Carbon-coated LiMn0.8Fe0.2PO4cathodes for high-rate lithium-ion batteries

Electrode materials are a decisive factor in determining the specific energy of lithium batteries. Lithium iron phosphate/graphite systems are among the most widely used and safest lithium batteries currently available. However, due to the lower voltage plateau of lithium iron phosphate and the near-theoretical limit of specific capacity achieved by the lithium iron phosphate/graphite system, it is challenging to meet the demands of high energy density lithium batteries. Lithium manganese iron phosphate (LiMn0.8Fe0.2PO4) emerges as a promising next-generation cathode material to replace lithium iron phosphate. However, its low electronic conductivity necessitates improvements through surface coating and carbon compositing to enhance the material's conductivity.

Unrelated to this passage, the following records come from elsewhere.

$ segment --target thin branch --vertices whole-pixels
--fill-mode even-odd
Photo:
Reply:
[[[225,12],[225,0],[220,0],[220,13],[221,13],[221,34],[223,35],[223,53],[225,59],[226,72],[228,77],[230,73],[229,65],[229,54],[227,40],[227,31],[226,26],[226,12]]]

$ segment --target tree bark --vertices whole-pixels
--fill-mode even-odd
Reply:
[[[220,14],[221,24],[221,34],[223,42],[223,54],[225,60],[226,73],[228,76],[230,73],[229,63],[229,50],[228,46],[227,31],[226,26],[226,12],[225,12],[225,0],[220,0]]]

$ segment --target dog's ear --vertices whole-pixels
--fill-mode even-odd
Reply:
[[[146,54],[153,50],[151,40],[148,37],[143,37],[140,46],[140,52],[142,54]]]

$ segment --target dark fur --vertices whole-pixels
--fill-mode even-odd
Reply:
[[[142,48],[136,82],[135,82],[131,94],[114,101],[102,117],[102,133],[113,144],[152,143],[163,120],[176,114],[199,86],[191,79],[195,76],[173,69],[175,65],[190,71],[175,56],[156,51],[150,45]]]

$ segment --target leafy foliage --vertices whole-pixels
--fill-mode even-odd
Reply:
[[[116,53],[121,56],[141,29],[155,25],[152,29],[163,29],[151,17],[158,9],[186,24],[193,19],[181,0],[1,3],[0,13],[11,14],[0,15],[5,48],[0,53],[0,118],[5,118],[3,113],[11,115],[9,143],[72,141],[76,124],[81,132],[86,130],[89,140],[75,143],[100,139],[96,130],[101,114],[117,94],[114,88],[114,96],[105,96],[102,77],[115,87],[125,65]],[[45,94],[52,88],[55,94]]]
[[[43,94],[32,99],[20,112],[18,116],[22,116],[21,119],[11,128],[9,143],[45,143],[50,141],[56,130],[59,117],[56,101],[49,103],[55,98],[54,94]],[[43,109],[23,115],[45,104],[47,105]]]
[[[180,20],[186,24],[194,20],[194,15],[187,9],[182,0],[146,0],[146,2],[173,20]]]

This paper presents the synthesis of carbon-coated LiMn0.8Fe0.2PO4electrode materials via a solid-state method. By adding a conductive carbon layer on the material's surface and nanosizing, the electronic conductivity of the electrode is significantly enhanced, improving lithium-ion diffusion, and thereby boosting the charge–discharge efficiency and power output of the battery. This technique offers an effective pathway for optimizing and advancing lithium-ion batteries.